“Almost anyone can be an author; the challenge is to collect money and fame from this state of being.”
~ A.A. Milne, b. 18 January 1882
Booktalk Nation returns from its holiday hiatus with a full slate of nationwide dial-in events. This week, former CNN anchor Kitty Pilgrim discusses her latest thriller and Carolyn Mackler and Jay Asher talk about collaborating on their acclaimed YA novel, The Future of Us. Next week, Lois Lowry will discuss the concluding book in her Newbery winning series that began with The Giver, and Emma Straub will talk about her widely praised debut novel about Hollywood’s golden age.
Over the years, I’ve read all of Graham Greene’s books.

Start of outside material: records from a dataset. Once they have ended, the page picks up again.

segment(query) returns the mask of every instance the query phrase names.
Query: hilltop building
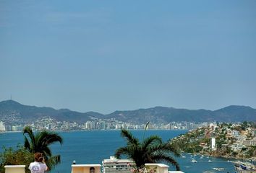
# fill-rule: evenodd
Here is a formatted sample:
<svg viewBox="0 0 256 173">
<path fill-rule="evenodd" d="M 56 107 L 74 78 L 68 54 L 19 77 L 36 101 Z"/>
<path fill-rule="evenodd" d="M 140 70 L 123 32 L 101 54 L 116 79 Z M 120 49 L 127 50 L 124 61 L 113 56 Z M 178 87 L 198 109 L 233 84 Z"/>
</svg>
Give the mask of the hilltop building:
<svg viewBox="0 0 256 173">
<path fill-rule="evenodd" d="M 129 159 L 117 159 L 110 156 L 109 159 L 102 161 L 103 171 L 105 173 L 130 173 L 134 162 Z"/>
<path fill-rule="evenodd" d="M 0 121 L 0 131 L 5 131 L 4 123 L 2 121 Z"/>
</svg>

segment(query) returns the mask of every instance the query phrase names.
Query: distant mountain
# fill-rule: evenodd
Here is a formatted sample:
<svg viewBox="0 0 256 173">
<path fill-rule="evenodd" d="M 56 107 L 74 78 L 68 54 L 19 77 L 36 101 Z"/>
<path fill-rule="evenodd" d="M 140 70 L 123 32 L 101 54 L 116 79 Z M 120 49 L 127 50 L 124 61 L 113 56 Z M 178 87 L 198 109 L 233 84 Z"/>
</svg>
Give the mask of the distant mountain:
<svg viewBox="0 0 256 173">
<path fill-rule="evenodd" d="M 108 118 L 116 118 L 124 122 L 242 122 L 256 121 L 256 110 L 250 107 L 229 106 L 215 111 L 207 110 L 176 109 L 155 107 L 137 110 L 116 111 L 107 115 Z"/>
<path fill-rule="evenodd" d="M 242 122 L 256 121 L 256 110 L 245 106 L 229 106 L 217 110 L 176 109 L 155 107 L 136 110 L 115 111 L 108 115 L 95 112 L 81 113 L 68 109 L 27 106 L 13 100 L 0 102 L 0 120 L 8 119 L 31 123 L 42 117 L 51 117 L 59 121 L 83 123 L 95 118 L 111 119 L 134 123 L 167 123 L 171 121 L 188 122 Z"/>
<path fill-rule="evenodd" d="M 46 107 L 27 106 L 13 100 L 0 102 L 0 120 L 13 117 L 14 120 L 32 123 L 42 117 L 50 117 L 59 121 L 84 123 L 101 115 L 94 112 L 81 113 L 68 109 L 55 110 Z"/>
</svg>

His writing is impeccable, and his characters are often trapped in some backwater of life, whether literal or figurative, in which faith struggles against despair.
This novel centers on a “whisky priest”, hunted and hounded by Marxist “Red Shirts” in the service of an anti-clerical Mexican government that in certain states has driven the Catholic Church into hiding. This sounds like SF, but actually happened in the mid-1930s.
As do many Greene characters, the nameless priest carries a heavy load of guilt. In his case, it’s the illegitimate child he fathered during the years when priests were de-celibatized and made to act like real men. Now he’s escaped into the jungle, running from the Red Shirts and administering baptisms, confessions and last rites to faithful peasants.
It’s a bit of an allegory, with the priest as Christ, a peasant Judas and a Marxist lieutenant as Pilate. The novel moves as slowly as an anaconda on a heavily humid day, but the language is deft and the story is as old and rich as the Bible.